Friday, Sep. 30, 1966

Faceless Favorite

"People," he says plaintively, "don't recognize my face." True enough. When Michigan's Republican Senator Robert Griffin alighted from a plane at Detroit's Metropolitan Airport last week, the crowds ignored him. By contrast, Griffin's Democratic opponent for the Senate, wealthy G. Mennen ("Soapy") Williams, a longtime (1949-60) former Governor of Michigan, has made his name, face and green bow tie familiar fixtures from Aetna to Zeeland. Despite the recognition gap, the Detroit News last week published a poll showing that Griffin has established a splinter-slim, 51% -to-48% lead over Williams.

Only months ago, Griffin, 42, was hardly known outside his rural, upstate (405,000) congressional district. During his five terms in the House, his name has appeared on only one major law, the embattled Landrum-Griffin Act, which sternly regulates the intra-union powers of labor leaders. That is scarcely a boost to any statewide campaigner in the labor-powerful state of Michigan. Last May, when George Romney appointed Griffin to the U.S. Senate seat vacated by the death of Democrat Pat McNamara, the Governor pointedly refrained from any enthusiastic commitment to campaign for his fellow Republican this fall.

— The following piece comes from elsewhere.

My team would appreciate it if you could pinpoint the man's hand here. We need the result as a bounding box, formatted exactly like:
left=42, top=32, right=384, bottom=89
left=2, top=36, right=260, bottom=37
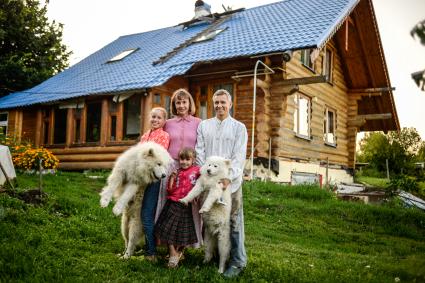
left=220, top=179, right=231, bottom=191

The Uninvited. In view of Romney's past record of running as a loner, Griffin had scant hope for help. But things are different this year. Romney now has realistic hopes of winning the Republican presidential nomination. His prospects were advanced last week by a national poll that gave the Governor only 2% less support than Lyndon Johnson. In another survey, top Republican "citizens" (as opposed to party professionals) rated Romney a heavy, 40%-to-29% favorite over Richard Nixon for the 1968 G.O.P. presidential nomination. As Romney well knows, the national Republican powers would consider him a leading candidate for the nomination if he could carry Bob Griffin to victory.

Thus, for the first time in his political career, Romney, who has only nominal competition in his own re-election campaign, has laid his reputation and enormous vote-getting powers on the line for another candidate. He has made speech after speech for Griffin, filling the autumn air with praise ("He is frank; he is direct; you can trust Bob Griffin!"). Romney has set a punishing schedule (25 downstate appearances in one day last week), made countless curbstone handshaking forays, appeared on TV spots and shows for Griffin. The Governor even took the Senator in tow and crashed the Democrats' Labor Day festivities. The two Republicans marched --uninvited--in a Democratic parade, went to the airport--uninvited--to meet President Johnson, and sat--uninvited--in an A.F.L.-C.I.O. audience during Johnson's speech at Detroit's Cobo Hall. Then Romney and Griffin helicoptered to Flint and clambered over a wire fence to appear--uninvited--at a U.A.W.-sponsored picnic.

Let George Talk. Griffin, of course, is still a long way from winning. Williams, 55, who is one of the most effusive, effective factory-gate-and-street-corner glad-handers in memory, has been out of commission since mid-August, when he underwent a painful operation for kidney stones; he has been even more pained by his doctor's continuing insistence that he spend most of each day in bed. All the same, Williams says he is not worried about last week's poll: "The only thing that counts is the poll on Nov. 8. When the people compare our records, they will understand what a retrogressive character Griffin is." Williams intends to accentuate the negative in Griffin's congressional record--votes against poverty bills, aid to lower education, rent subsidies, the "demonstration cities" program.

Griffin, for his part, charges that sending Soapy to the Senate would only add another vote in favor of the "inflationary programs" advanced by the Johnson Administration. But as a member of Romney's hyperactive Action Team, the faceless favorite lets George do most of the talking.